'We have to be done with pilots' — 5 questions with Geisinger CEO Dr. David Feinberg on the system's radical new population health model

Medical and public health experts generally agree that socioeconomic and environmental factors have an overwhelming influence on health disparity and patient outcomes. If health systems aim to thrive under outcomes- and value-based reimbursement, they must also assume greater responsibility for the health of the communities they serve — both inside and outside of the hospital walls.

"When it comes to the social determinants of health, we know there are many more causes impacting the health of a population than access to quality medical care," David T. Feinberg, MD, president and CEO of Danville, Pa.-based Geisinger Health System said in a statement. "We want to transform healthcare at its core by focusing on preventive care, behavioral health and economic growth."

This desire led Geisinger to create a comprehensive new population health management program called Springboard Health. The program, which launches in Scranton, Pa., will focus on coordinating and collaborating with local stakeholders to alleviate chronic medical conditions, eliminate preventable cancers and address the socioeconomic health of the community.

Here, Dr. Feinberg took five questions from Becker's about the initiative.

Q: What prompted Geisinger to create Springboard Health?

Dr. Feinberg: I think we just got tired of hearing about social determinants of health. We thought, what if we just eliminated them? Wouldn't that be better for all the people we care for? There's all this discussion of food deserts, food insecurity, high rates of substance abuse, lack of transportation, poor housing… the list goes on. We decided we needed to stop naming these things as excuses and instead treat them as opportunities for us to improve the health of our community.

Q: What are some of the initiative's key components?

DF: I would say they fit into four categories. The first one is engaging the community. At the broadest level, we've enlisted world-class international advisers who have already enacted components of this project in other places. We also work with many community organizations in Scranton that are already doing a lot of this work. Most importantly we're engaging the actual community members in Scranton who are receiving many of these health and social services. They are smarter than any of the other groups I've already mentioned, because they know what works and what doesn't.

The second component is a fresh food pharmacy, which we first launched in November in Shamokin, Pa. We ask people, "Do you worry about not having enough food?" and "Have you skipped a meal because you don't have enough food for you and your family?" Anyone who answers yes to either of those questions and is diabetic qualifies for the food program. The healthy food they get from the program is enough to feed the participant and their family for a week. If they live in a motel, they get a hot plate, microwave and utensils. We provide everything. The results have been amazing. One hundred percent of patients have lost weight, decreased their use of medication, lowered their cholesterol and improved their hemoglobin A1C levels.

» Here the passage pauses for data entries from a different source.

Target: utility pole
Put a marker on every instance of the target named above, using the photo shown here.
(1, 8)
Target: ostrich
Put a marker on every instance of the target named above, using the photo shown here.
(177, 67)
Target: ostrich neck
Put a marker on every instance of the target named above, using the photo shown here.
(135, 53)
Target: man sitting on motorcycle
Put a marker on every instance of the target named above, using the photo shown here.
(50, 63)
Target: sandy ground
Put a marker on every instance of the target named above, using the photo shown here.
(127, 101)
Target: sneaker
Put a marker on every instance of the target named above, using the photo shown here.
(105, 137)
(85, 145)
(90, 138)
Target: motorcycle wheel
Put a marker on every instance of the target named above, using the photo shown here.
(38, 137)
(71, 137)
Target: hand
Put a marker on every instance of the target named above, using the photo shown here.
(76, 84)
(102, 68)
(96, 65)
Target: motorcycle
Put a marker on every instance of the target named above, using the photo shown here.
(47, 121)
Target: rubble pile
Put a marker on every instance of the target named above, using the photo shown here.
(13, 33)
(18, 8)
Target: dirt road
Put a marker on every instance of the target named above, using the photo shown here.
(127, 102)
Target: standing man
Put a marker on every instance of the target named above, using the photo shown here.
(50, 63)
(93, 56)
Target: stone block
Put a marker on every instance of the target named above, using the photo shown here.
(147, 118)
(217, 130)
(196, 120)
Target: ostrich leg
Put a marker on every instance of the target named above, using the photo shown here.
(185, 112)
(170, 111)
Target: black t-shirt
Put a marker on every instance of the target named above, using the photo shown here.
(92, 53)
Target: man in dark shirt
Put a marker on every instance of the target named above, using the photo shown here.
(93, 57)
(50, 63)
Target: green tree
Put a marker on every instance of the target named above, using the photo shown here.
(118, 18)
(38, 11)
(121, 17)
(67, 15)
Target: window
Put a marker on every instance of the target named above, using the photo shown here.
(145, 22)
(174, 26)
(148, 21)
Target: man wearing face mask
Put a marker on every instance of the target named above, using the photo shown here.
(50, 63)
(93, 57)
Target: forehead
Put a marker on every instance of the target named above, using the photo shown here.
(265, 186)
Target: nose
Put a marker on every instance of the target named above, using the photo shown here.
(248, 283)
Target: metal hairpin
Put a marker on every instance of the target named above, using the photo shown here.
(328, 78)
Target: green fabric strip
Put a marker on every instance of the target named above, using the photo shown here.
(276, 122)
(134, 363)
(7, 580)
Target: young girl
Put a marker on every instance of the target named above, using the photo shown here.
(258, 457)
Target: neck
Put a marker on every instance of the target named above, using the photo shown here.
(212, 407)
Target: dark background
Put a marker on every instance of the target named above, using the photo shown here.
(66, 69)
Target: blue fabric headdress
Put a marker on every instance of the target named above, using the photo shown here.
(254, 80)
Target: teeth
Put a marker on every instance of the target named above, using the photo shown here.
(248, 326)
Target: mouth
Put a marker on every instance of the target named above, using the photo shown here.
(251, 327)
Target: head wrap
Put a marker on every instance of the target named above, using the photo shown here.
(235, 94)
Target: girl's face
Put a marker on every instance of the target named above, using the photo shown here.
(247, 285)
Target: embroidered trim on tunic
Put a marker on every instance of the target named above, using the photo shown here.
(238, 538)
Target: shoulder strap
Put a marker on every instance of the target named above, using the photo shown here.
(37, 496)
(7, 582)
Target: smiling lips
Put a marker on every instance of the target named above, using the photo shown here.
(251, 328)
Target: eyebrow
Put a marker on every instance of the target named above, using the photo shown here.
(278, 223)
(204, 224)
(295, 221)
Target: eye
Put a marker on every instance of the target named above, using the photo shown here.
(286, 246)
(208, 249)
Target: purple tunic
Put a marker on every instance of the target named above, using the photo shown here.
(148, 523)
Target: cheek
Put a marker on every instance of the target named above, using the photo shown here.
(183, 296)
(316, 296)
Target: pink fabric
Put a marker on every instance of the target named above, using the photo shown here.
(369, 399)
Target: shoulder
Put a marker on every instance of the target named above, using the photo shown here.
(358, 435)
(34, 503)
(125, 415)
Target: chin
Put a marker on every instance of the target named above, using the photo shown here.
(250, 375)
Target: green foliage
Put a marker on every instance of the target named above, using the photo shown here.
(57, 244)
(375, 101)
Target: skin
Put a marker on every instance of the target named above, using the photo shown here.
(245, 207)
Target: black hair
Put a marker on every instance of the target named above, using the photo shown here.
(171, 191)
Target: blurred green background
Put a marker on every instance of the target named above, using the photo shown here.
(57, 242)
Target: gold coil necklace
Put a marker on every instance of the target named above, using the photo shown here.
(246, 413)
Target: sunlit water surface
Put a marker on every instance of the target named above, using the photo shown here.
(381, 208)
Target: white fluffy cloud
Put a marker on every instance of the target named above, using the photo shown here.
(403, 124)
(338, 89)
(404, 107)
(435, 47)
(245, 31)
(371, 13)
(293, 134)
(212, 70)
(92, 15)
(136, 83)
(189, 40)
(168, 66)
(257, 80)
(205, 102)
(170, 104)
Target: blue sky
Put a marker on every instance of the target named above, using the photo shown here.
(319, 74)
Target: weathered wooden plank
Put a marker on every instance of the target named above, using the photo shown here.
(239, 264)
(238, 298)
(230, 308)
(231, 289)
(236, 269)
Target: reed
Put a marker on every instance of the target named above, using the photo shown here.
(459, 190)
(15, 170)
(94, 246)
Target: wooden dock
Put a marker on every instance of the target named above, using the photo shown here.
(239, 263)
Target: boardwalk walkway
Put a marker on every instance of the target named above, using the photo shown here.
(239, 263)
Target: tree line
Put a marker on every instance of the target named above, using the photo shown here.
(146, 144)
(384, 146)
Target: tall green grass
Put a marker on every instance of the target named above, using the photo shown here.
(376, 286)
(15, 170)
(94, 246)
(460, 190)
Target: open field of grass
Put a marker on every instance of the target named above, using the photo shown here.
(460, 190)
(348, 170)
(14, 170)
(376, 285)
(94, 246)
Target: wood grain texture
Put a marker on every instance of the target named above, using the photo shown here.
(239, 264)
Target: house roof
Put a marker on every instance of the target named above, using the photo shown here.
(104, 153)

The third component is genomics. We've been an early adopter of looking at genomics in an entire population. We've now gotten consent from 160,000 patients to have their whole genome coded and combined with our EHR, and we've contacted about 3 percent of patients who we've found have a bad genetic mutation that is medically actionable.

The fourth component is data analytics. We use EHR data and information from each of the three previous components to determine where the hotspots lie and where we can deploy interventions to address the social determinants of health. We can use analytics to identify people who are frequent ER users, or people who could benefit from the fresh food pharmacy. While still following HIPAA, we know who to reach out to in the community and how to engage them in the most effective way.  

Q: Why did Geisinger choose to launch the program in Scranton?

DF: Scranton jumped out as an ideal place to start for a few reasons. First, it's a town that a lot of people have heard of. Not too long ago it was quite prosperous — 50 years ago, when coal was a big deal. Then it hit hard times. The struggles of Scranton represent those of a lot of post-industrial cities in America. It made more sense for us to launch Springboard Health there than some of our more rural locations, although I think many of the interventions we create in Scranton will be effective regardless of where we do them.

Q: What makes Springboard Health stand out from other population health management programs? 

DF: I think population health is a term we use a lot in healthcare now, but people aren't really clear on the definition. For example, it could mean we take congestive heart failure patients and give them scales at home and have nurses call them from time to time. That's directing interventions at a certain population. What makes what we're doing radical is its inclusiveness. Anyone in the community can benefit. If we make people better, but they aren't insured by us or seeking healthcare from us, it's still a win.

Q: As healthcare continues to evolve toward value-based care, what must health systems focus on in regards to addressing social determinants of health?

DF: When health systems do a community needs assessment, they might find high rates of substances abuse, mental illness or diabetes. Then they put the report on the shelf and do the same assessment the next year, and find the same things.

The only thing many organizations do to fix these issues is launch tiny little pilots. We have to be done with pilots. We have to eliminate the social determinants of health and challenge others to do it too. Instead of just writing up a report, give it some lip service. We used to be in that category too, but now we're challenging ourselves to be different.